June 19, 2018, Kitchener, Ontario
Posted by: Robert Deutschmann, Personal Injury Lawyer
State Farm Mutual Insurance Company v. Economical
Date of Decision: May 5, 2018
Heard Before: Favreau J.
This appeal from an arbitration decision turns primarily on the issue of whether the arbitrator erred in finding that Richard Newman, who was a taxi driver, was involved in an "accident" when he developed severe back problems after sitting in a collapsed driver's seat for six shifts between May 20 and 29, 2014.
After he was injured, Mr. Newman made a claim for SABs against State Farm. State Farm accepted the claim, and then initiated a priority dispute against the insurer of the taxi, Economical.
At arbitration Economical took the position that it had no obligation to pay accident benefits because Mr. Newman's injuries were not caused by an "accident" and because Mr. Newman was not an "occupant" of the taxi when the injuries occurred. The arbitrator found that Mr. Newman's claim arose from an accident, and that Economical was the priority insurer because it was the owner of the vehicle occupied by Mr. Newman at the time of the accident. Economical appeals from the arbitrator's award.
For the reasons set out below, Justice Favreau found that the arbitrator's decision was reasonable, and the appeal is therefore dismissed.
Facts relevant to the appeal
The arbitration proceeded on the basis of an agreed statement of facts, which includes a number of facts on which the arbitrator based his decision. There was additional evidence before the arbitrator, including a number of medical reports and records. In May 2014, Mr. Newman was 66 years old, and he had been a taxi driver for approximately 40 years. Mr. Newman worked as a taxi driver for Citywide Taxi in Oshawa, where he had worked since 2009. The taxi was insured by Economical.
For his personal use, Mr. Newman owned a 2005 Dodge SX, which was insured by State Farm. As a taxi driver, Mr. Newman typically drove three to four twelve hour shifts per week. On May 20, 2014, before starting his shift, Mr. Newman noticed that the feet on the left side of the driver's seat in the taxi had collapsed. Mr. Newman claims that he reported the collapsed seat to Mr. Wright and to a manager at Citywide Taxi, but that nothing was done. He drove the taxi despite the collapsed seat.

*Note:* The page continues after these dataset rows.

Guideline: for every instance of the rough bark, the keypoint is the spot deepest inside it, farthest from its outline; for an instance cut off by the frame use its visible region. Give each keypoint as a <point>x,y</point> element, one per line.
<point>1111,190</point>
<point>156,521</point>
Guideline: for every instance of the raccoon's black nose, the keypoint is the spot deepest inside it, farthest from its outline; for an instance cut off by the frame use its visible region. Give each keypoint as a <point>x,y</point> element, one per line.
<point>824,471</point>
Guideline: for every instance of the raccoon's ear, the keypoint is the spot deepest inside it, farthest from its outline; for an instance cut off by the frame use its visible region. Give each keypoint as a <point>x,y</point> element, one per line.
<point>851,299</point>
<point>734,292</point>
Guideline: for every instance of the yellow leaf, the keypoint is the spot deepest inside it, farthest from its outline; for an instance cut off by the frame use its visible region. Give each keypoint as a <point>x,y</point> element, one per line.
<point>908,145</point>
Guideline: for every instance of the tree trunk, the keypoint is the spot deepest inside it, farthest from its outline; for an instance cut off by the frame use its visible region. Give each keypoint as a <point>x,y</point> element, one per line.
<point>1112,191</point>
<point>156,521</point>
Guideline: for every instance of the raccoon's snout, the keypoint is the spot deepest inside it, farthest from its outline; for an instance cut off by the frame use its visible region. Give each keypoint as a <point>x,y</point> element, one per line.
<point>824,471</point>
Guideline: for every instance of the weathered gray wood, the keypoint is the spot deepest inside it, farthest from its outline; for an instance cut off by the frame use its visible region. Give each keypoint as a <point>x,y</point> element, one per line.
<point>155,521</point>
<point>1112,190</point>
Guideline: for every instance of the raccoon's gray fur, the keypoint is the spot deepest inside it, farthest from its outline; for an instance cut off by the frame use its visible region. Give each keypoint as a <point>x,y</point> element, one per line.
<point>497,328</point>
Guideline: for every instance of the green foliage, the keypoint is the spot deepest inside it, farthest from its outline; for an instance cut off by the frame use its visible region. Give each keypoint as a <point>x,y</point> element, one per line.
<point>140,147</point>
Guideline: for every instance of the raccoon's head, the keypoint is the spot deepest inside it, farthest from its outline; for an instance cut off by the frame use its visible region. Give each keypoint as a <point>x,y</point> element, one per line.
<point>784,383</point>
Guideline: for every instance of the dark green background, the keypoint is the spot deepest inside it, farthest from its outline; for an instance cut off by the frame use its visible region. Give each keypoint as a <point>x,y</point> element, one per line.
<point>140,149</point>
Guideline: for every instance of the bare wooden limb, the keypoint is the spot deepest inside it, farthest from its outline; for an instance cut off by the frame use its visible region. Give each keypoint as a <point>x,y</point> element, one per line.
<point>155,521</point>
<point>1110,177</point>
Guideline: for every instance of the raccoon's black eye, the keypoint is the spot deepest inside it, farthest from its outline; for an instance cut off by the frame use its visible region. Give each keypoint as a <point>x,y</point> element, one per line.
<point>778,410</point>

Mr. Newman usually drove with his left arm out of the window or leaning on the armrest, and the collapsed seat put him at an awkward angle. He drove the taxi with the collapsed seat for six shifts between May 20 and 29, 2014 and began experiencing pain after the first three shifts. On May 26, 2014, he saw his family doctor, Dr. Charlene L, about the back pain, and she noted that his "back pain has increased". He drove three more shifts, but his back pain got worse. After his shift on May 29, 2014, Mr. Newman reported to the manager at Citywide that he was unable to continue working and that he planned to take six to eight weeks off. Mr. Newman never returned to work.
Mr. Newman saw Dr. L on June 18, 2014, and she noted that he had back pain triggered by driving in an abnormal car seat. Xrays revealed that he had disc space narrowing in two areas of his lower back and grade 3 spondylolisthesis in the same area. A physical and rehabilitation specialist reported that Mr. Newman's spondylolisthesis pre-existed the June 2014 back symptoms, and that this condition was likely rendered symptomatic as a result of the "unusual stressors that occurred earlier in the spring". In December 2014, Mr. Newman applied to State Farm for payment of SABs. State Farm approved the claim in January 2015.

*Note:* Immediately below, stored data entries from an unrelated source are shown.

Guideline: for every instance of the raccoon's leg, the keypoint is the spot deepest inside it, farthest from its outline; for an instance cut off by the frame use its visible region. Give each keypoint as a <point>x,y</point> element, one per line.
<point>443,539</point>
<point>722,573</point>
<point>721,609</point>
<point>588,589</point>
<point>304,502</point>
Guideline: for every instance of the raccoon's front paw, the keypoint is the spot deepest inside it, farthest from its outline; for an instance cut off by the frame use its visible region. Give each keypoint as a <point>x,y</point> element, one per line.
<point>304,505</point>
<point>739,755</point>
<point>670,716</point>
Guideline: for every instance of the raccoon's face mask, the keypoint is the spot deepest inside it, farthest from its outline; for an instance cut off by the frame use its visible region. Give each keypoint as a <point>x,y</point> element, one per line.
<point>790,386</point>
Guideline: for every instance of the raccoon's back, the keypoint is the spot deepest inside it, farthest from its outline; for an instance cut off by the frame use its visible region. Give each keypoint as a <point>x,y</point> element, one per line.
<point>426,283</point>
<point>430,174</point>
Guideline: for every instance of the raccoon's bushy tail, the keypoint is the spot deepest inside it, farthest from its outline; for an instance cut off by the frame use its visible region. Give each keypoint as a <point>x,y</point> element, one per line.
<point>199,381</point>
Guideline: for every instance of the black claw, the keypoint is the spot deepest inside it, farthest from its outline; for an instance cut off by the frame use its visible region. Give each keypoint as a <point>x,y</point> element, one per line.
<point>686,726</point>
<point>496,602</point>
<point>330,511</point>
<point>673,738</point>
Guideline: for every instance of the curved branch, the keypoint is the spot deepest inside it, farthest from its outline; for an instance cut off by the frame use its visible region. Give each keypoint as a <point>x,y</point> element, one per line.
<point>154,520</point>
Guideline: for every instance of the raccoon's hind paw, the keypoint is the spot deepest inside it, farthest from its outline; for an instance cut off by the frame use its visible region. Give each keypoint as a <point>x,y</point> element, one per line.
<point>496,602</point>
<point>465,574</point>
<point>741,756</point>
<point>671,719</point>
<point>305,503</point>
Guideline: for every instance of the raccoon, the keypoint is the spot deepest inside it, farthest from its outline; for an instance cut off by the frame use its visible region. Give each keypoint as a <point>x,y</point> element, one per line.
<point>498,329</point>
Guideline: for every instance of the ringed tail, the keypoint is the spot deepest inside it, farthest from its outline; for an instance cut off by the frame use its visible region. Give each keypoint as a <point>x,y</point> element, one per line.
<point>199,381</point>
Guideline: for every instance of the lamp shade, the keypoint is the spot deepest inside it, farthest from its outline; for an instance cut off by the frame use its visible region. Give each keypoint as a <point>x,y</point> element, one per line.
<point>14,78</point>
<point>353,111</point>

State Farm arranged IEs by an orthopedic surgeon Dr. H, who prepared a number of reports generally stating that Mr. Newman’s injury was caused by a pre-existing condition and not by driving in the collapsed seat. There is some controversy, addressed further below, between the parties as to whether Dr.H's reports provide any support to finding that Mr. Newman's back condition was caused by the collapsed seat. Mr. Newman saw another orthopaedic surgeon, Dr. F, who prepared a report dated August 2016. Dr. F's opinion is that it was likely that Mr. Newman's back injury was caused by the defective seat.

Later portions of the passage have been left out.